One case in point is a proposed amendment to the compromise bill crafted by the so-called Gang of Eight senators. Written by Sen. John Cornyn, R-Texas, the amendment would turn the plan’s 10-year wait for green cards for undocumented workers into a never-ending one.

So, Cornyn is up to his old tricks. Republicans should really consider whether they want to follow Cornyn’s strategy here. Keep in mind, Cornyn ran the National Republican Senatorial Committee (NRSC) in 2010 and 2012 cycles. In both elections, pundits predicted the GOP would garner a majority in the Senate. Both times, Latino voters blocked that from happening. In 2010, Latino voters provided a firewall in Nevada, Colorado and California, thwarting Cornyn. In 2012, with Mitt “Self-Deportation” Romney at the top of the GOP ticket, Democrats picked up seats, rather than lost them, in the Senate. You would have thought Cornyn learned a lesson about Latino voters.
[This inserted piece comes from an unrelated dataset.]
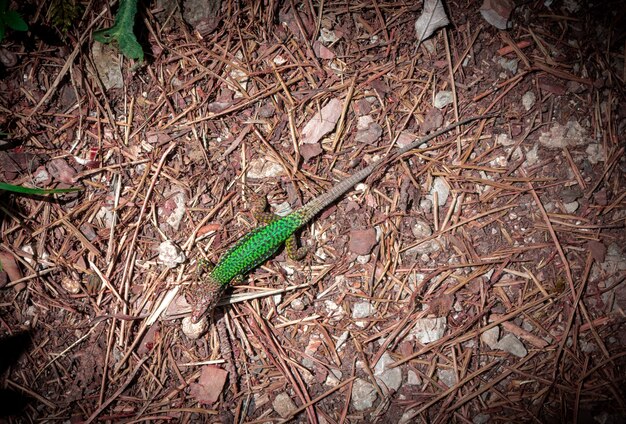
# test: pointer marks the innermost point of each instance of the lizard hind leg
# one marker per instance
(293, 251)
But, clearly, he didn’t.

In 2013, many Republican leaders understand that they need to undertake outreach to Latino voters. That begins with passage of immigration reform. Even Karl Rove proferred that advice last week.Some Republican get that–but not John Cornyn, which is why he’s playing the same games he played in 2006 and 2007. But the political stakes are much higher this time around. If Cornyn’s poison pill blocks the path to citizenship and kills reform, there will be a heavy political price for the GOP to pay — for decades to come.

Cornyn already failed his colleagues politically as head of the NRSC. Now, he seems intent on driving the entire GOP off a demographic cliff.